Los que son buenos haciendo amigos son interpersonales; entienden e interpretan el lenguaje no corporal eficientemente; saben escuchar, son leales, exhiben confianza y dan buenos consejos.  En el salón de clases, les gusta trabajar en grupo. Los intrapersonales, por el contrario,  les gusta trabajar solos a su ritmo y en su propio ambiente, siguiendo sus motivaciones e intereses. Estos son los que conocen al dedillo sus fortalezas y debilidades y actúan de acuerdo a ello. (Molina, 2019).

 

Si tienes un hijo/a que estudia escuchando música,  toca un instrumento o le gusta cantar, posiblemente, la inteligencia musical es una de sus inteligencias más fuertes. A los naturalistas les gusta interactuar con animales, plantas y todo lo relacionado con el medio ambiente.
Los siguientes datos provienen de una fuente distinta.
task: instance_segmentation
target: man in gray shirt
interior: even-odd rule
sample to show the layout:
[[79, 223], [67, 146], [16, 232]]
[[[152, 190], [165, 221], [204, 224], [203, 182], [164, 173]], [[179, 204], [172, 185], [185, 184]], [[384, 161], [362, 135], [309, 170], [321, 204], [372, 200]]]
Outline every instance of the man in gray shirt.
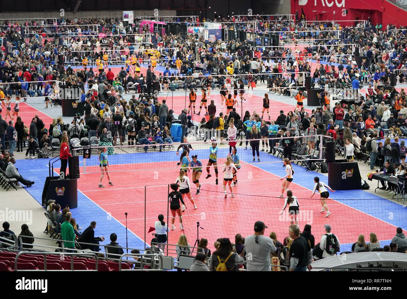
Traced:
[[263, 221], [254, 223], [254, 234], [245, 239], [247, 271], [271, 271], [270, 255], [277, 256], [278, 250], [272, 239], [264, 236], [267, 227]]

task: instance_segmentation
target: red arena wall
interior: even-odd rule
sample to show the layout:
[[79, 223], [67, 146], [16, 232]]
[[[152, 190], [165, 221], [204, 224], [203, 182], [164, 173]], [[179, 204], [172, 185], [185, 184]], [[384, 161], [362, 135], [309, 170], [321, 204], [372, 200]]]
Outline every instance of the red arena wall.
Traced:
[[344, 26], [354, 26], [346, 20], [367, 20], [374, 25], [381, 23], [407, 25], [407, 11], [386, 0], [291, 0], [291, 13], [303, 10], [307, 21], [335, 20]]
Por último, los misterios y complejidades de la existencia del ser humano y  del mundo espiritual les fascina a los que predomina la inteligencia existencial (Gardner, 2019).

 

Aunque esta teoría se conoce desde los ochenta, todavía el sistema educativo favorece unas inteligencias sobre otras. Vemos que en la mayoría de las escuelas públicas no se ofrecen clases de arte, ni de música, ni de teatro, ni deportes y los padres tenemos que pagar clases privadas  para desarrollar y fortalecer estas habilidades en nuestros hijos. Tristemente, hay muchos padres que no pueden pagarlas. ¿Conoces cuáles son las inteligencias más fuertes de tus hijos? ¿Qué estás haciendo para acrecentarlas y afianzarlas?

Referencias:

Armstrong, T. (1994).  Multiple Intelligences in the Classroom.   Alexandria, Va: ASCD.